Category Archives: mathematica

Jewish New Year Distribution

I was talking to somebody the other day who was pleased because his birthday (September 9) landed on the Jewish New Year. He made the dubious claim that this happened something like 17% of the time.

For a quick check, I used the JewishNewYear[] function built in to Mathematica’s Calendar package. It is good from 1900 through 2100.


Needs["Calendar`"]

In[]:= Length[Select[
Map[JewishNewYear[#] &,
Range[1900, 2100]], #[[2]] == 9 && #[[3]] == 9 &]]

Out[]= 7

7/Length[Range[1900, 2100]] == .0348, so over this 201 year time span, his birthday would have landed on Rosh Hashana a bit under 3.5% of the time.

Curious about how the holiday distributed, I generated a table of frequencies (all displayed as though they were 2010 dates so we can use the built-in DateListPlot[] function).


In[]:= dateFreq =
Map[{#[[1]], Length[#]} &,
Gather[Sort[
Map[{2010, JewishNewYear[#][[2]], JewishNewYear[#][[3]]} &,
Range[1900, 2100]], AbsoluteTime[#1] <= AbsoluteTime[#2] &]]]; In[]:= DateListPlot[dateFreq, Filling -> Axis,
FillingStyle -> {Automatic, {Black, AbsoluteThickness[10]}},
GridLines -> None, Frame -> False, Axes -> True, AxesStyle -> Black,
AxesOrigin -> {Automatic, 0}, PlotRange -> All,
PlotLabel -> "Rosh Hashana Distribution"]

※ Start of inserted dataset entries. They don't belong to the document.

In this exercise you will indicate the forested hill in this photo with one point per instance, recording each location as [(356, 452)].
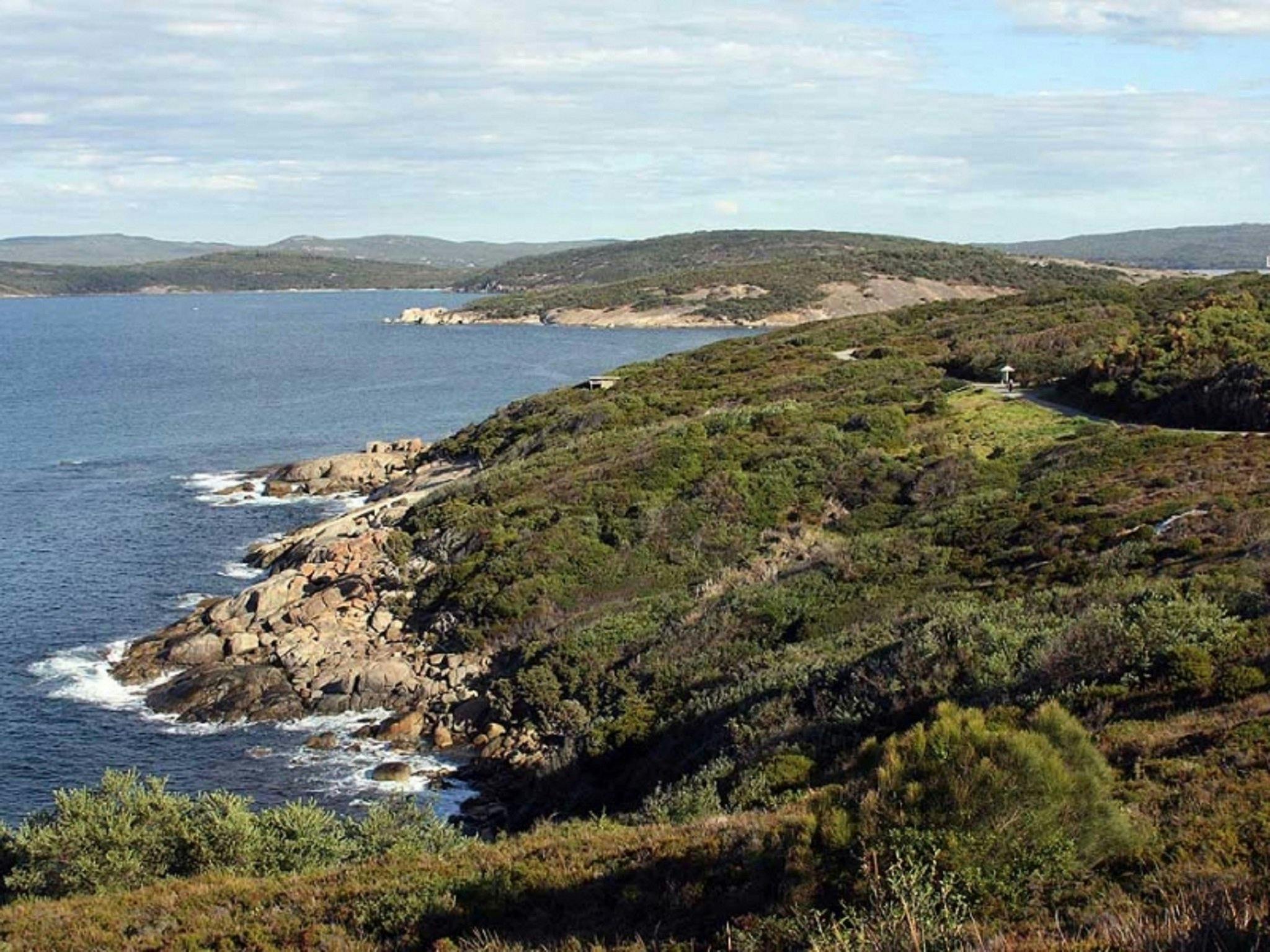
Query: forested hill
[(94, 250), (755, 276), (626, 260), (1217, 248), (414, 249), (228, 271), (818, 653)]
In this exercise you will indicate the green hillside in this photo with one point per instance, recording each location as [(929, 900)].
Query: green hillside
[(825, 654), (228, 271), (791, 267), (414, 249), (1201, 248), (625, 260)]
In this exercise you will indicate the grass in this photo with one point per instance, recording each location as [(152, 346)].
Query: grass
[(721, 591)]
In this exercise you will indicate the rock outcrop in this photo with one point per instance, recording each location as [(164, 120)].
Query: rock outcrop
[(345, 472), (322, 633), (329, 630)]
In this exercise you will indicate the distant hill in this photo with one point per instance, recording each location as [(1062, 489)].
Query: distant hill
[(755, 276), (102, 249), (95, 250), (225, 271), (1210, 247), (624, 260), (633, 260), (425, 250)]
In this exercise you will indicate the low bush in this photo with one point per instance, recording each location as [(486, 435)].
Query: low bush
[(131, 831), (1014, 814)]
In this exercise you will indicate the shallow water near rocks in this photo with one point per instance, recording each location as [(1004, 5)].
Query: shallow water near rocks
[(121, 416)]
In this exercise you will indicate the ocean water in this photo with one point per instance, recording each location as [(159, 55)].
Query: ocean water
[(120, 416)]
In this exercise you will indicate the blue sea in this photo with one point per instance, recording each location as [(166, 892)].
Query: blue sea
[(120, 416)]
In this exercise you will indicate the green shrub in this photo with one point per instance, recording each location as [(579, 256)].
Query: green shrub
[(1238, 681), (1189, 668), (131, 831), (301, 835), (1014, 813), (220, 832), (401, 827), (762, 783), (118, 835), (690, 798)]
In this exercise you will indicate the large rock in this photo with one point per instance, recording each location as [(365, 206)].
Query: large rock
[(197, 650), (386, 676), (223, 692), (407, 726), (391, 772)]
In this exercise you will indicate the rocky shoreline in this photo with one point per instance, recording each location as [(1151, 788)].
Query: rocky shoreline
[(874, 295), (329, 630)]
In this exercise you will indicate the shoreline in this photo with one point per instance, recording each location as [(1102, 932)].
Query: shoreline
[(313, 639), (193, 293)]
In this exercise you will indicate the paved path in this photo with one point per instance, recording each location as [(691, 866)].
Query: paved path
[(1044, 398)]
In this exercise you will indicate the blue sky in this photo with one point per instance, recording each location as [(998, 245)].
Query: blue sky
[(535, 120)]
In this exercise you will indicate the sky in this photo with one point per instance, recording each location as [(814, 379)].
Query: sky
[(549, 120)]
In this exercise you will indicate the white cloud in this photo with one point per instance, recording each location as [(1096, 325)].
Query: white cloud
[(554, 118), (1146, 19)]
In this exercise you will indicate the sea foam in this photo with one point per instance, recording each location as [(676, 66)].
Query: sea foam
[(83, 674)]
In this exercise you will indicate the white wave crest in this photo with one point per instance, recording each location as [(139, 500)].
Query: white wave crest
[(241, 570), (83, 674), (190, 601), (346, 771)]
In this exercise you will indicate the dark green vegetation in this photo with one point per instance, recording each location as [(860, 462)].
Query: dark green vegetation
[(413, 249), (791, 267), (1217, 247), (130, 832), (403, 249), (229, 271), (1197, 355), (851, 655)]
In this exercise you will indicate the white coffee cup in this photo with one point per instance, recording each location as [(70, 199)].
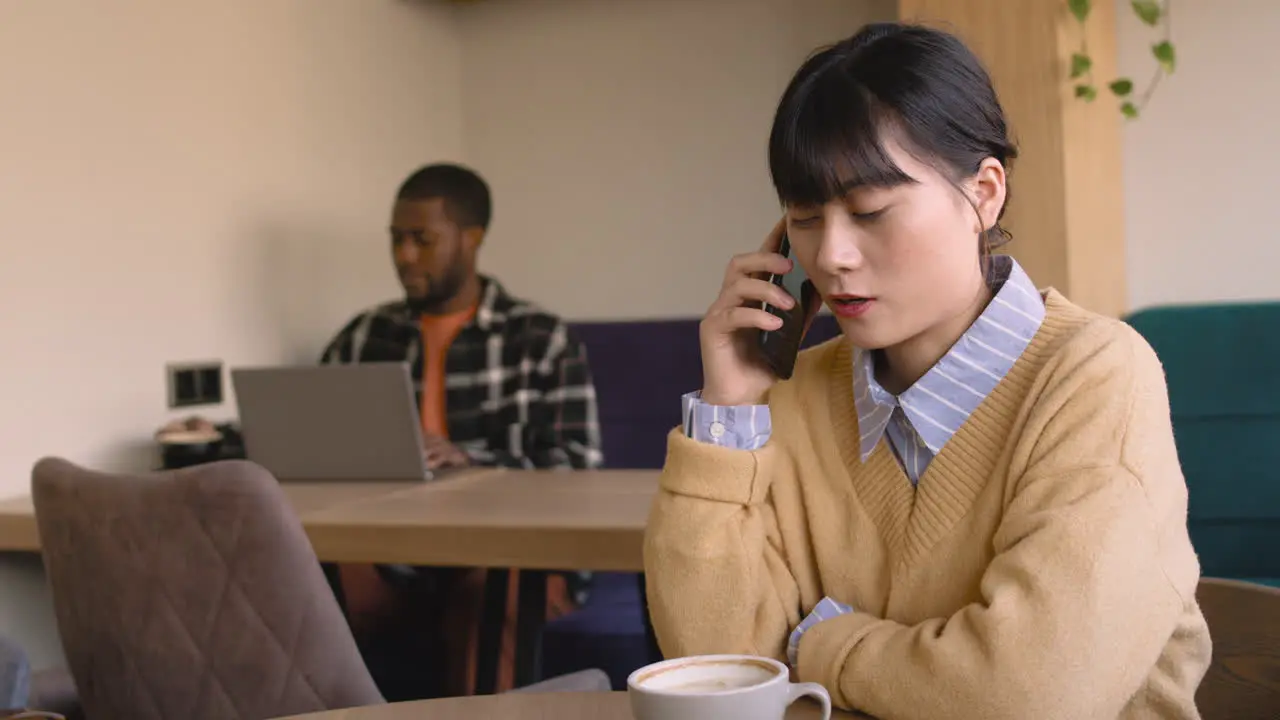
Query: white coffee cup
[(711, 687)]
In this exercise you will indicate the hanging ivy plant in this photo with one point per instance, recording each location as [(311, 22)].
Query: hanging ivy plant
[(1152, 13)]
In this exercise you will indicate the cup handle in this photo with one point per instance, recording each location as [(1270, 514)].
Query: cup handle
[(814, 691)]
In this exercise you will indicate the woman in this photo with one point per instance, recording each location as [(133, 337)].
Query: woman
[(969, 505)]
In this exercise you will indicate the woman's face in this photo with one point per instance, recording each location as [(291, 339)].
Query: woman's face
[(899, 263)]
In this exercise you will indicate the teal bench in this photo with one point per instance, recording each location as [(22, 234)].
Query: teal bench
[(1223, 367)]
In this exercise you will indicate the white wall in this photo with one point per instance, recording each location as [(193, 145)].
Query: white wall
[(1202, 200), (625, 141), (192, 180)]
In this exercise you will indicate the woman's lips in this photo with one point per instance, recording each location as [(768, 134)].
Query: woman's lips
[(850, 305)]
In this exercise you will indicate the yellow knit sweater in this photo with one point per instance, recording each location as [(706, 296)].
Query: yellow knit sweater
[(1041, 570)]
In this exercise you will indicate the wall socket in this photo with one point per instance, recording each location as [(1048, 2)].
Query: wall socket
[(195, 383)]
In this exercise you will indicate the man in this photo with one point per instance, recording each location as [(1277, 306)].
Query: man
[(498, 382)]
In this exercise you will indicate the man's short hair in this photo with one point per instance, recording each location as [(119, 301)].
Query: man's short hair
[(466, 195)]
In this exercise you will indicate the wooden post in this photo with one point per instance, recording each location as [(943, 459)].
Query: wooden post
[(1066, 209)]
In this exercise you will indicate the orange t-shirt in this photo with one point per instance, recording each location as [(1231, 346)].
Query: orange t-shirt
[(438, 333), (464, 607)]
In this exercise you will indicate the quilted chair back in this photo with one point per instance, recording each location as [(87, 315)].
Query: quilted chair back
[(192, 593)]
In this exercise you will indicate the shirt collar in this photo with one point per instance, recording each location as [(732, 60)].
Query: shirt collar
[(951, 390)]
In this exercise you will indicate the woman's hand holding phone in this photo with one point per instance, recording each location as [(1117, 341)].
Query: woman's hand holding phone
[(732, 370)]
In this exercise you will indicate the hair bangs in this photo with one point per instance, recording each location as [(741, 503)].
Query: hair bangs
[(827, 139)]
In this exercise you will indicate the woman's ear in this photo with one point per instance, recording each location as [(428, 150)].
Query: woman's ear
[(988, 191)]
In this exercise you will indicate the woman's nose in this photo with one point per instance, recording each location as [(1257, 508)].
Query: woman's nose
[(840, 247)]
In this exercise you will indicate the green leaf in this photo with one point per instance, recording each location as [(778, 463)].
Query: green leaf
[(1079, 8), (1164, 51), (1147, 10), (1080, 64)]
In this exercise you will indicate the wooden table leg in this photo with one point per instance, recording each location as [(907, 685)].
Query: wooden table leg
[(650, 638), (489, 645), (530, 620)]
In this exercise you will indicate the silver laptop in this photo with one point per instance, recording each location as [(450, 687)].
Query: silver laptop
[(332, 422)]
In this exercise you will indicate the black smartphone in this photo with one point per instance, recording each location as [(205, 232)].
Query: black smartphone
[(781, 346)]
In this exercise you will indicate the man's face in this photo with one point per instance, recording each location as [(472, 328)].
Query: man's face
[(430, 253)]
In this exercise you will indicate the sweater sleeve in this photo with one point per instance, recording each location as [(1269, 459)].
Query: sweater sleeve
[(714, 570), (1092, 574)]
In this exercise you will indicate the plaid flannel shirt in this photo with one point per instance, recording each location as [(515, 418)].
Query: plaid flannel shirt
[(519, 390)]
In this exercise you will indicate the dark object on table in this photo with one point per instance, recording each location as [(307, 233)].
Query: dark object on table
[(195, 441)]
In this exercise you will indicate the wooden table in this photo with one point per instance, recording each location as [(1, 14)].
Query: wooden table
[(525, 519), (522, 706), (533, 520)]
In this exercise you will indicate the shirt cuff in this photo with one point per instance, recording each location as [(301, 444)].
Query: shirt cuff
[(737, 427), (824, 610)]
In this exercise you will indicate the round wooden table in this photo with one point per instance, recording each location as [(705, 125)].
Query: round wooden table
[(520, 706)]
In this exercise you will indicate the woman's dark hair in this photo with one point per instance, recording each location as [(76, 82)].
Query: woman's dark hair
[(922, 86)]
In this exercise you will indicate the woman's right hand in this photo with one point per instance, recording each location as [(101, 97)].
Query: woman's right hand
[(732, 369)]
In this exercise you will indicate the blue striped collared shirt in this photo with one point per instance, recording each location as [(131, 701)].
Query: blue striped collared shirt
[(920, 420)]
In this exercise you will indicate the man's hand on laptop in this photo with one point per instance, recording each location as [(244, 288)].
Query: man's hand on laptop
[(439, 452)]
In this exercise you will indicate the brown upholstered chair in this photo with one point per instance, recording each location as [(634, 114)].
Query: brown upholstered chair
[(1243, 682), (192, 593)]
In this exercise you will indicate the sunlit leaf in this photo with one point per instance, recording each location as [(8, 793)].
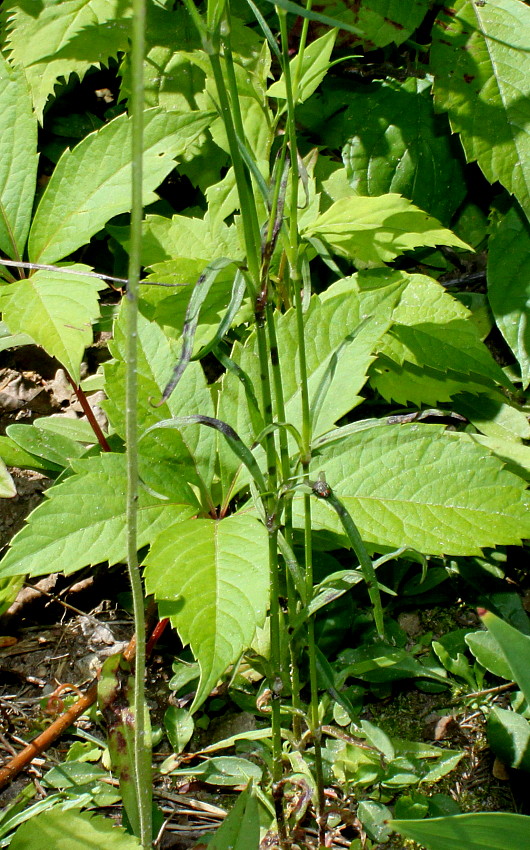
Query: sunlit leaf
[(83, 521), (211, 579), (480, 58)]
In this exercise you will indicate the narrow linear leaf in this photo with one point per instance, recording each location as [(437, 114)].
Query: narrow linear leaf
[(211, 579), (478, 831), (56, 310), (82, 521), (18, 160), (509, 284), (515, 647), (79, 200), (480, 58)]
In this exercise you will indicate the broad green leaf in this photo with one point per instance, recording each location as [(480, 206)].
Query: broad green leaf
[(480, 58), (58, 449), (211, 579), (514, 645), (488, 653), (15, 455), (72, 830), (509, 737), (376, 230), (56, 38), (509, 284), (82, 521), (418, 385), (57, 310), (395, 143), (80, 199), (314, 67), (182, 237), (241, 829), (18, 160), (432, 329), (7, 485), (421, 486), (188, 453), (477, 831)]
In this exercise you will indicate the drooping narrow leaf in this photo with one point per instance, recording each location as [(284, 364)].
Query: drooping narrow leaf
[(56, 310), (477, 831), (480, 58), (189, 452), (72, 830), (424, 487), (80, 199), (509, 284), (211, 579), (18, 160), (82, 520), (515, 647), (378, 229)]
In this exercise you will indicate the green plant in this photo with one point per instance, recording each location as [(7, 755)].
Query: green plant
[(311, 300)]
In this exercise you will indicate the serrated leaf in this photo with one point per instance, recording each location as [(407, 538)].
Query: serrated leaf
[(477, 831), (7, 485), (421, 486), (433, 329), (211, 579), (480, 58), (314, 67), (509, 284), (72, 830), (57, 310), (83, 520), (395, 143), (57, 38), (80, 199), (188, 453), (18, 160), (378, 229)]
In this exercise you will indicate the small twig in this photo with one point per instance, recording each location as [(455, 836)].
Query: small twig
[(89, 413), (66, 270), (43, 741)]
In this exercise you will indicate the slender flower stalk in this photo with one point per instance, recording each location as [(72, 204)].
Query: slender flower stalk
[(141, 745)]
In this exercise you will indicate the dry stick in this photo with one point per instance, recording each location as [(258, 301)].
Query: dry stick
[(43, 741), (89, 413), (55, 729)]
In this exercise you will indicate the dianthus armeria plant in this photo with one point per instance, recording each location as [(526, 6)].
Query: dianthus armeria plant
[(253, 456)]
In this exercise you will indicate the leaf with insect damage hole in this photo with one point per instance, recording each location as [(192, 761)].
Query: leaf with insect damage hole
[(480, 58), (211, 578)]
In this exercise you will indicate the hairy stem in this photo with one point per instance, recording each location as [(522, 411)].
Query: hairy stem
[(141, 746)]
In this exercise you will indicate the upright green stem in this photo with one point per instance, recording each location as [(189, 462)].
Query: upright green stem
[(294, 261), (142, 781)]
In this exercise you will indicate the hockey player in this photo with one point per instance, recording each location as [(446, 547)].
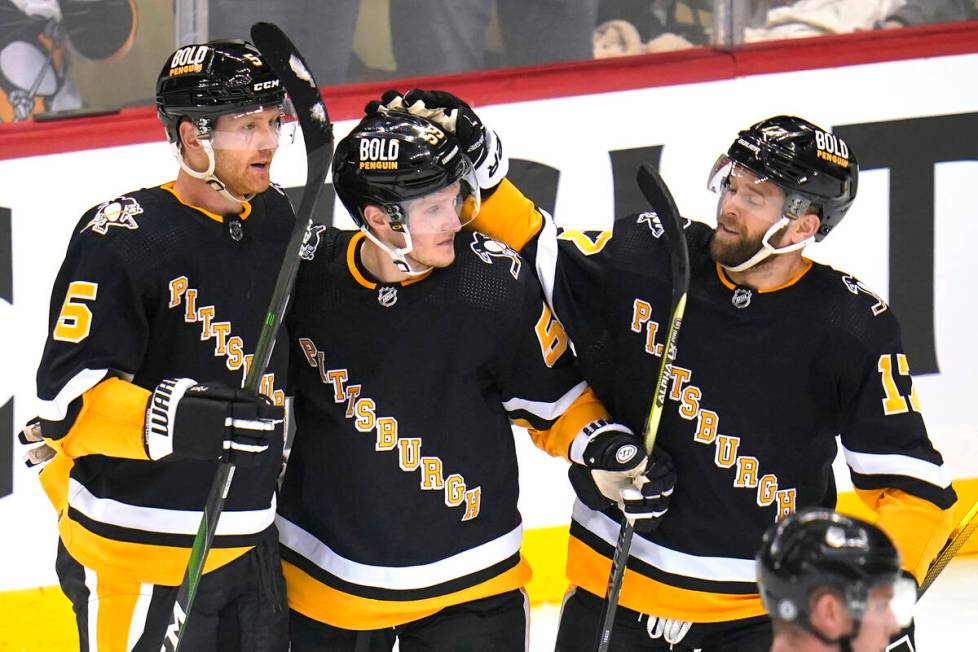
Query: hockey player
[(830, 582), (778, 355), (413, 347), (153, 314)]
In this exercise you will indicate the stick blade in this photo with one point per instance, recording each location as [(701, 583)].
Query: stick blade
[(285, 60)]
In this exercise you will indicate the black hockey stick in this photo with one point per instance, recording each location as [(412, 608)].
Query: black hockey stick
[(658, 195), (957, 539), (317, 134)]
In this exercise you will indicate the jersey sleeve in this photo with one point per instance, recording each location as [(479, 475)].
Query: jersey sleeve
[(572, 266), (541, 386), (97, 334), (894, 466)]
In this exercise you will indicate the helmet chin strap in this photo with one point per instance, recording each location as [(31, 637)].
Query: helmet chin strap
[(397, 254), (208, 175), (766, 248)]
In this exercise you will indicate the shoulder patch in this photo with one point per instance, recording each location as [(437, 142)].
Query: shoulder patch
[(855, 286), (119, 212), (651, 218), (310, 241), (587, 242), (488, 249)]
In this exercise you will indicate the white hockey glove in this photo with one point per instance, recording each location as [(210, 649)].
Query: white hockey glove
[(210, 422), (480, 143), (615, 470), (31, 435)]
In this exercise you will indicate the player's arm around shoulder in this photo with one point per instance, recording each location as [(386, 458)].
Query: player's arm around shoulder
[(895, 468)]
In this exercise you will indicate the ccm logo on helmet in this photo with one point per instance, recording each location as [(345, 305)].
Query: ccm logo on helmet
[(379, 154), (832, 148)]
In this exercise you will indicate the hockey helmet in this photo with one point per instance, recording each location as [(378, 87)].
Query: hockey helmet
[(815, 168), (819, 549), (205, 81), (392, 160)]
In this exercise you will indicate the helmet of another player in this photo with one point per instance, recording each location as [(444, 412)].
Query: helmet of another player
[(399, 163), (818, 550), (202, 82), (816, 170)]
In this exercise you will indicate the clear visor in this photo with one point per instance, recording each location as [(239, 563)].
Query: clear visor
[(735, 183), (260, 128), (445, 210), (892, 601)]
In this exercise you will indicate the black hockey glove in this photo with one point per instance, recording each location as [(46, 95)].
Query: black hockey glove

Note the nested use of Length[], Gather[], Sort[]. That is often a powerful combination when using Mathematica to analyze the frequencies of events or patterns in data.

In this case we do not have a uniform distribution — it clearly fades at the edges, but it’s not normally distributed either. Figuring out whether or not there is a meaningful pattern here is beyond my statistical skills.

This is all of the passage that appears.